Head impacts and concussions caused by contact sports are a quickly growing epidemic among young athletes. When left undetected, concussions can result in long-term brain damage and may even prove fatal. September 20th marks the start of Concussion Awareness Week. There were 3,800,000 concussions reported in 2014. That number doubles the concussions reported in 2004.

Incurring repeated hits to the head and cumulative concussions have negative long-term effects on health. This includes an impact on cognitive processes such as learning, memory, and emotions, as well as on behavior. Concussions have also been linked to chronic traumatic encephalopathy (CTE), a brain disease with the characteristics of dementia, which has been diagnosed after death in athletes who experienced head injuries and concussions repeatedly.

There were 3,800,000 concussions reported in 2014. That number doubles the concussions reported in 2004.”

Despite the apparent increase in concussions in youth athletes, there are no comprehensive guidelines for when young athletes should return to play after a concussion, the researchers from Saint Louis University Hospital say. There are also no evidence-based guidelines for how treatment of these injuries should be managed. There is agreement, however, that the treatment of young children cannot be managed in the same way as that of older adolescents.

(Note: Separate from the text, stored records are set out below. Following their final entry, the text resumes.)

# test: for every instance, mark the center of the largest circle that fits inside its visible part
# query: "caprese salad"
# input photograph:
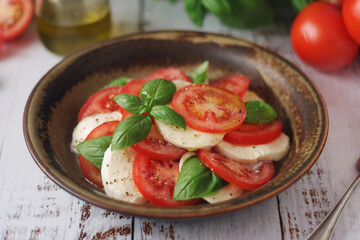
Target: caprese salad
(172, 139)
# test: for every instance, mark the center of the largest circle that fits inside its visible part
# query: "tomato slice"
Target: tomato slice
(245, 176)
(133, 87)
(15, 17)
(209, 109)
(92, 173)
(155, 146)
(169, 74)
(100, 102)
(237, 84)
(255, 134)
(156, 180)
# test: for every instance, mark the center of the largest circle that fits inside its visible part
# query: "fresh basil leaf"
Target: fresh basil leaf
(94, 149)
(129, 102)
(118, 82)
(300, 4)
(247, 14)
(195, 11)
(130, 131)
(166, 114)
(199, 75)
(259, 112)
(217, 6)
(196, 180)
(160, 90)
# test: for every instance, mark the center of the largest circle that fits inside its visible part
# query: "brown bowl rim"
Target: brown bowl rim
(171, 214)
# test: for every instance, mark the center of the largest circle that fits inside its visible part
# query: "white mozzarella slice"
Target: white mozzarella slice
(273, 151)
(180, 84)
(86, 125)
(228, 192)
(250, 96)
(190, 138)
(116, 173)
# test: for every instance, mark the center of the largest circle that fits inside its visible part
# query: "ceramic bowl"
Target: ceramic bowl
(51, 110)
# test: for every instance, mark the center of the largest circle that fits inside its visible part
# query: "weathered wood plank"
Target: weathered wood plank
(257, 222)
(305, 204)
(32, 207)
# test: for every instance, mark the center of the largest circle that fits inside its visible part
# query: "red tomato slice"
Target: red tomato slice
(100, 102)
(155, 146)
(237, 84)
(255, 134)
(169, 74)
(133, 87)
(15, 17)
(209, 109)
(156, 180)
(242, 175)
(92, 173)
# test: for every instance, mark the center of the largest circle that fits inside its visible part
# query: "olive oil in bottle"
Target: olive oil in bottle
(68, 25)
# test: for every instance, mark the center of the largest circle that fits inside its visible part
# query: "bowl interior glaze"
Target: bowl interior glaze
(51, 111)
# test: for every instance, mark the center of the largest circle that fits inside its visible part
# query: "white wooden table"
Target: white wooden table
(33, 207)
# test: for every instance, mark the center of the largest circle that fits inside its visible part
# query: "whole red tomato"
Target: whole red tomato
(319, 37)
(351, 15)
(0, 39)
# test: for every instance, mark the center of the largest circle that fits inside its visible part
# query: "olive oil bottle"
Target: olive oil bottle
(65, 26)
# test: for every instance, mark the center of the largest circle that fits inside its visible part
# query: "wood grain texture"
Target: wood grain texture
(33, 207)
(307, 202)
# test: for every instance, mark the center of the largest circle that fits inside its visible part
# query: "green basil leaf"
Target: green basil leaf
(94, 149)
(300, 4)
(129, 102)
(196, 180)
(217, 6)
(160, 90)
(130, 131)
(195, 11)
(199, 75)
(118, 82)
(248, 14)
(166, 114)
(259, 112)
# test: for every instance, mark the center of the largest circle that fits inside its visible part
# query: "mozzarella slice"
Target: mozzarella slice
(86, 125)
(228, 192)
(116, 172)
(190, 138)
(250, 96)
(273, 151)
(180, 84)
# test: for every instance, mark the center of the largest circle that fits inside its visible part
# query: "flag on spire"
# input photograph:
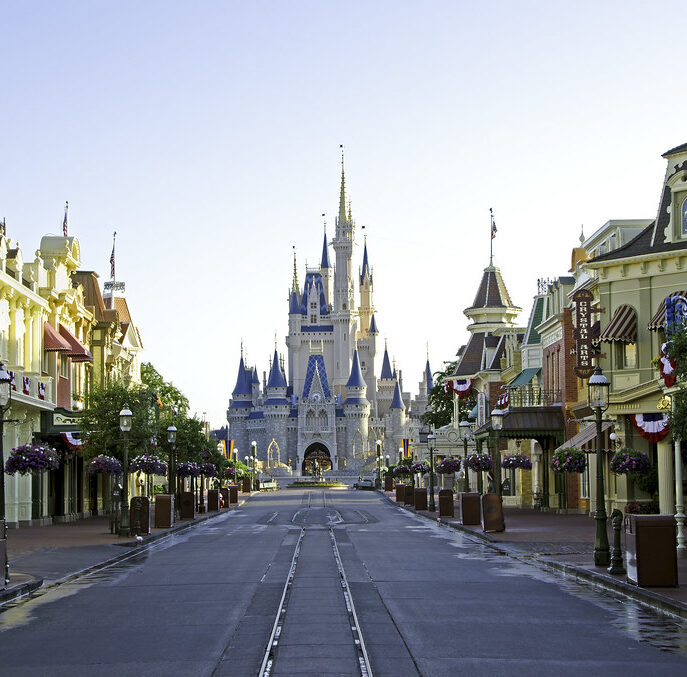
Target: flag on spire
(112, 275)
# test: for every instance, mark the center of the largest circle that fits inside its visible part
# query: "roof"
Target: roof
(524, 377)
(397, 402)
(532, 336)
(276, 379)
(471, 359)
(622, 327)
(386, 366)
(492, 292)
(316, 366)
(356, 379)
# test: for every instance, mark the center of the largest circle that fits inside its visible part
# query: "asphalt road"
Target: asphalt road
(414, 597)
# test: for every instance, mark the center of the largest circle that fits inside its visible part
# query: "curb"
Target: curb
(648, 598)
(23, 589)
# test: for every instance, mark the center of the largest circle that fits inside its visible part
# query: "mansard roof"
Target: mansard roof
(276, 379)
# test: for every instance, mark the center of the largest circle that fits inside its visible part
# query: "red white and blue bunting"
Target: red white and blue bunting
(667, 367)
(652, 427)
(460, 387)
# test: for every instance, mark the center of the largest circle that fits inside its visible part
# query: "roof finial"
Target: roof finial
(65, 221)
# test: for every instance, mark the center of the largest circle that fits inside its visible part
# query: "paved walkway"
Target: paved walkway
(565, 542)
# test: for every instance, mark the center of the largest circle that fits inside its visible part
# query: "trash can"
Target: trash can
(420, 499)
(213, 500)
(445, 503)
(651, 548)
(187, 507)
(164, 511)
(469, 509)
(139, 515)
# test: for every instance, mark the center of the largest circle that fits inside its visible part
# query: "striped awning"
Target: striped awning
(658, 321)
(622, 327)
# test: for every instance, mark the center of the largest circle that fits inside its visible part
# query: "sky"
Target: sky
(207, 135)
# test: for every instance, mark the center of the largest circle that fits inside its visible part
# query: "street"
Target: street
(343, 583)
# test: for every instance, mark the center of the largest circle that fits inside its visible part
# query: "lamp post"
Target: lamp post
(465, 434)
(254, 454)
(125, 422)
(496, 426)
(430, 443)
(5, 404)
(597, 396)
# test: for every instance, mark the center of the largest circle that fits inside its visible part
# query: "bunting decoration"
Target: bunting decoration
(460, 387)
(667, 367)
(652, 427)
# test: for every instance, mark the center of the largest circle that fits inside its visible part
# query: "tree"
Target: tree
(440, 406)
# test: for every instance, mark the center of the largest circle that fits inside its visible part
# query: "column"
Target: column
(666, 479)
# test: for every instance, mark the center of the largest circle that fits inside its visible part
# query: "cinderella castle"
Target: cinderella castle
(333, 407)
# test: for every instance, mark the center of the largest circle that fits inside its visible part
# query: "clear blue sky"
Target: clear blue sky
(207, 134)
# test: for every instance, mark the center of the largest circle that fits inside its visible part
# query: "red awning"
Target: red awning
(78, 352)
(52, 341)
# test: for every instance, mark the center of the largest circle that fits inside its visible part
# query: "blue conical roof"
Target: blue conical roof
(428, 372)
(243, 386)
(356, 379)
(276, 379)
(398, 400)
(325, 254)
(366, 266)
(386, 366)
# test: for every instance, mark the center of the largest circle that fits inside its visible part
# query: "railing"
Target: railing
(534, 396)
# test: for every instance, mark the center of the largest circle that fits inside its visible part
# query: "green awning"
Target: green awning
(524, 377)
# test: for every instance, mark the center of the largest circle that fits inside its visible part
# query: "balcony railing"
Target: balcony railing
(534, 396)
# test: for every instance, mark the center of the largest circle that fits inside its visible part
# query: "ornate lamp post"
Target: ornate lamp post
(5, 404)
(598, 389)
(465, 433)
(496, 426)
(125, 423)
(431, 438)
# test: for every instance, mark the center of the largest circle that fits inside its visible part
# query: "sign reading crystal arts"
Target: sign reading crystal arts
(583, 333)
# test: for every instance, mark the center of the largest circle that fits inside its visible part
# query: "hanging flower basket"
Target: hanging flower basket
(107, 465)
(32, 458)
(402, 470)
(630, 460)
(208, 469)
(188, 469)
(478, 462)
(149, 464)
(448, 466)
(568, 460)
(521, 461)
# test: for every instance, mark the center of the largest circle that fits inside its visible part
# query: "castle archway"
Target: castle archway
(316, 459)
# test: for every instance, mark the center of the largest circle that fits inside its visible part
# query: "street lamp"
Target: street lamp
(430, 442)
(496, 426)
(5, 404)
(597, 396)
(465, 434)
(125, 423)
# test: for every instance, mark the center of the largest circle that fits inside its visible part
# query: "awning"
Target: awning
(524, 377)
(585, 435)
(52, 341)
(658, 321)
(622, 327)
(78, 352)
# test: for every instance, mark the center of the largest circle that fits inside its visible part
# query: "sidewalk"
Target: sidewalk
(565, 543)
(48, 555)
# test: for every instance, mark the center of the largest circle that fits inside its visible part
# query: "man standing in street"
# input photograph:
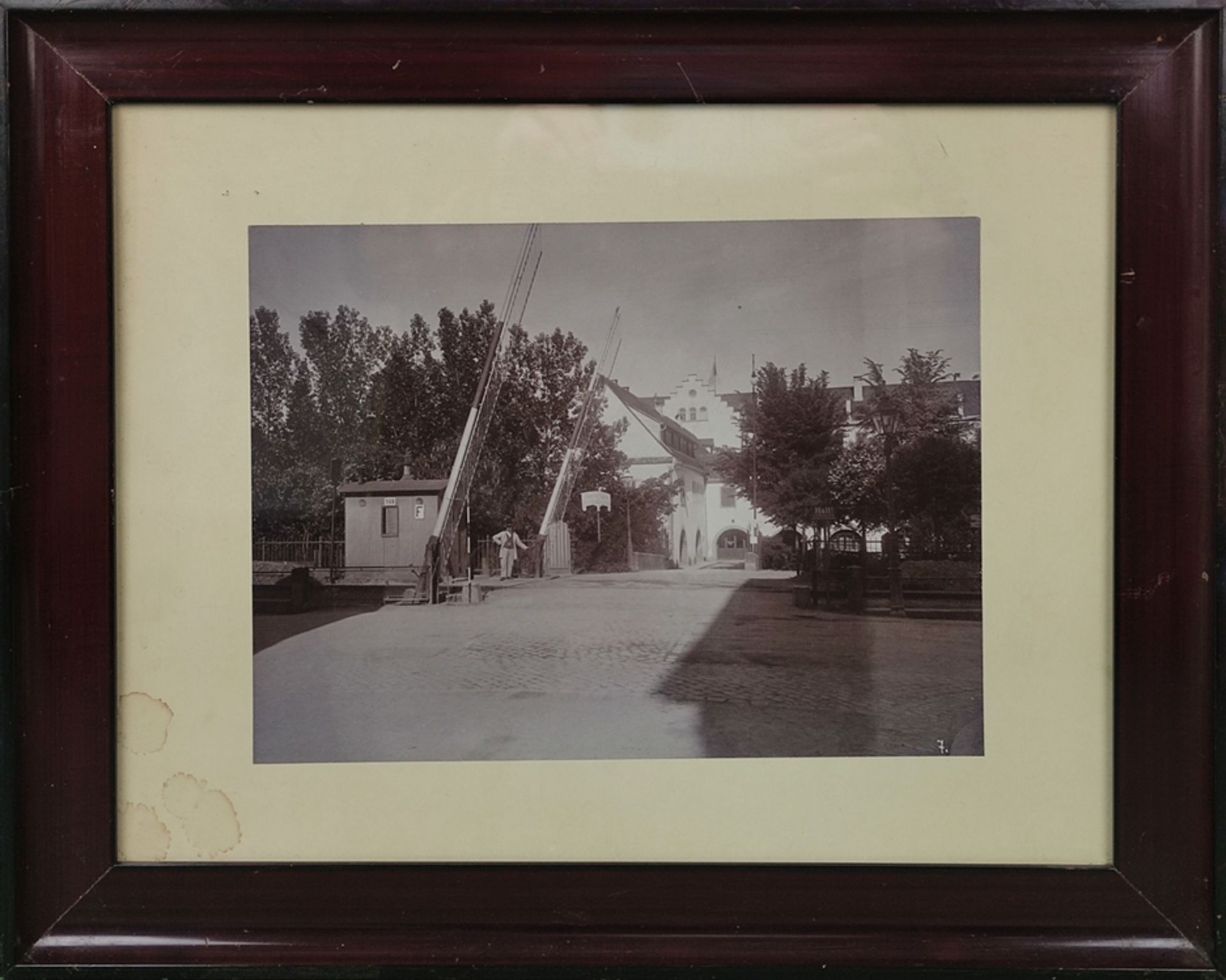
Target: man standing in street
(509, 546)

My family knows all about sports related concussions ever since my brother suffered from a concussion, fractured skull, and a minor brain bleed from being hit in the head with a baseball. At the time he was a helpless 10-year-old boy.

Tyler remembered,  “I just sat on the ground crying cause I really, really, hurt.”

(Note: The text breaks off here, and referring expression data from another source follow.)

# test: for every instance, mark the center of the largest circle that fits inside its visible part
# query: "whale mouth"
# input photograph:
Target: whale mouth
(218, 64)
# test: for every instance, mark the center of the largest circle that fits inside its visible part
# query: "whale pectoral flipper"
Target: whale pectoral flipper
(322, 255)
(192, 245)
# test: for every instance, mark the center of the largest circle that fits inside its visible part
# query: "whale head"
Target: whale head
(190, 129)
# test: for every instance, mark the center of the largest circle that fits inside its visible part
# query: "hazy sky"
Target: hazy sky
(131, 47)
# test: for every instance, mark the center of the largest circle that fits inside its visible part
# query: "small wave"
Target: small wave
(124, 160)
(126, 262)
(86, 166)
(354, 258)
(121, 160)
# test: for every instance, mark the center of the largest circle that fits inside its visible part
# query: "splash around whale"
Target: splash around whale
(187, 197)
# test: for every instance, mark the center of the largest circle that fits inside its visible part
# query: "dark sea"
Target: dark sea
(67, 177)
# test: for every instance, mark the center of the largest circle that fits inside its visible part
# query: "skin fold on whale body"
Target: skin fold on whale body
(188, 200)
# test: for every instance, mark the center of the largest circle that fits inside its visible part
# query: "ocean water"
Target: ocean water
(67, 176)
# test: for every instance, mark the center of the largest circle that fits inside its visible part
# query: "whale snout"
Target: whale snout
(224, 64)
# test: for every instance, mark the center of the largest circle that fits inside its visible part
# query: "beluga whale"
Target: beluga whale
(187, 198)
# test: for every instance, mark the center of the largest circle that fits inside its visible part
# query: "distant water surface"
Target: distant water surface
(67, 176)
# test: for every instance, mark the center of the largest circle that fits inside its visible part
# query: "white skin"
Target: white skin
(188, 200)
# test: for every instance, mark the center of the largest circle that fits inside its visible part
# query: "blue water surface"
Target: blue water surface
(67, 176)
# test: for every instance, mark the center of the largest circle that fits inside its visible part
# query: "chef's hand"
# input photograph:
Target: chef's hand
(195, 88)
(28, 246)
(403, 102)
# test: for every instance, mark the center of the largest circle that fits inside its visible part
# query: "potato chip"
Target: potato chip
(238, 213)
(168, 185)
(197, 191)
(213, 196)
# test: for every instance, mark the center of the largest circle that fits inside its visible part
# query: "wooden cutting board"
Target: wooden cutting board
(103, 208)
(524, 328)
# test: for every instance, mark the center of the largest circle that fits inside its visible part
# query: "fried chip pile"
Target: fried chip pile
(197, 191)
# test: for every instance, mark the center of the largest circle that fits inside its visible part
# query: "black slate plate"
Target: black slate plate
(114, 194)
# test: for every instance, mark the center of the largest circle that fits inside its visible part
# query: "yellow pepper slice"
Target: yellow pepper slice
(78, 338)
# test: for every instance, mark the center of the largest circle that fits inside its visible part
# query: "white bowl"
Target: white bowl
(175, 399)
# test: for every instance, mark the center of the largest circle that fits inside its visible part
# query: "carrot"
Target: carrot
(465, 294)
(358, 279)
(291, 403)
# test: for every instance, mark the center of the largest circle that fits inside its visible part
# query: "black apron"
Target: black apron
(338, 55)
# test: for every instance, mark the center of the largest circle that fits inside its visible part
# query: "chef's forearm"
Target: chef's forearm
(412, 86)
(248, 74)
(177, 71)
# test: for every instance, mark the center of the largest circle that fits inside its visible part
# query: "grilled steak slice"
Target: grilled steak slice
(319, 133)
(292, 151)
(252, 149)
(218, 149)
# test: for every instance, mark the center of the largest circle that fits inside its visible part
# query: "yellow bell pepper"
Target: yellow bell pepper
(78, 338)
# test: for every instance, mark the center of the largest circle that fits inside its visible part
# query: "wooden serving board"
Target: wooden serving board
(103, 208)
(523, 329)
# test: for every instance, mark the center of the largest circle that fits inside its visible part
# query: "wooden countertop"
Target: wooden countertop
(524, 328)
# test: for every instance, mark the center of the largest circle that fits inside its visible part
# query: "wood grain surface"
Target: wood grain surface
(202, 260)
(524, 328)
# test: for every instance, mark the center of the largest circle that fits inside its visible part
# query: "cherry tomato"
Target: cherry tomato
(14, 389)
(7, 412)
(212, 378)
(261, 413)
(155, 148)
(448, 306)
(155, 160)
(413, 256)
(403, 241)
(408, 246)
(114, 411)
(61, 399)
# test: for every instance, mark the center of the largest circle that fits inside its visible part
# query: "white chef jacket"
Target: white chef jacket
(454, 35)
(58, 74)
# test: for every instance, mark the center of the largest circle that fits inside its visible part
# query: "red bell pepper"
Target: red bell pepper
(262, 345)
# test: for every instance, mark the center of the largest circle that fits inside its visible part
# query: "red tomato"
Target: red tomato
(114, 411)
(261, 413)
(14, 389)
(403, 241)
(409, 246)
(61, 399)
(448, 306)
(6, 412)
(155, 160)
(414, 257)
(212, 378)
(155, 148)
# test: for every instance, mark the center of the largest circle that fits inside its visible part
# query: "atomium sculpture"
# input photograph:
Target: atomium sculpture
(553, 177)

Tyler was lucky. He spent only one night in the hospital and sat out for 6 weeks. He recovered and more importantly, he’s still alive.

Kourtney Cicio, a senior at GCHS, has suffered five concussions, four from playing soccer. “I had a lot of headaches but never had a severe one to where I was throwing up.”

Junior Kaleb Chism also suffered a concussion playing soccer. “I don’t remember much because I blacked out and I was super dizzy.”

Youth concussions can’t be prevented completely, but the rising numbers can decline. Here are some tips to prevent serious head injuries:

  1. Play by the rules.
  2. Wear the appropriate equipment for your sport and wear it properly.
  3. Always close a chin strap if your sport requires a helmet; many concussions occur during practice.
  4. Examine the playing field for uneven areas or holes.
  5. Practice good sportsmanship. Teaching good sportsmanship is part of good coaching.
  6. Learn and use proper technique for your sport. Some sports organizations have taken additional action to minimize the risk of concussion by limiting the number of contact practices allowed during the season.

Concussions can be a scary thing, but if you’re aware of this now very common head injury,  you can help lower these rising statistics.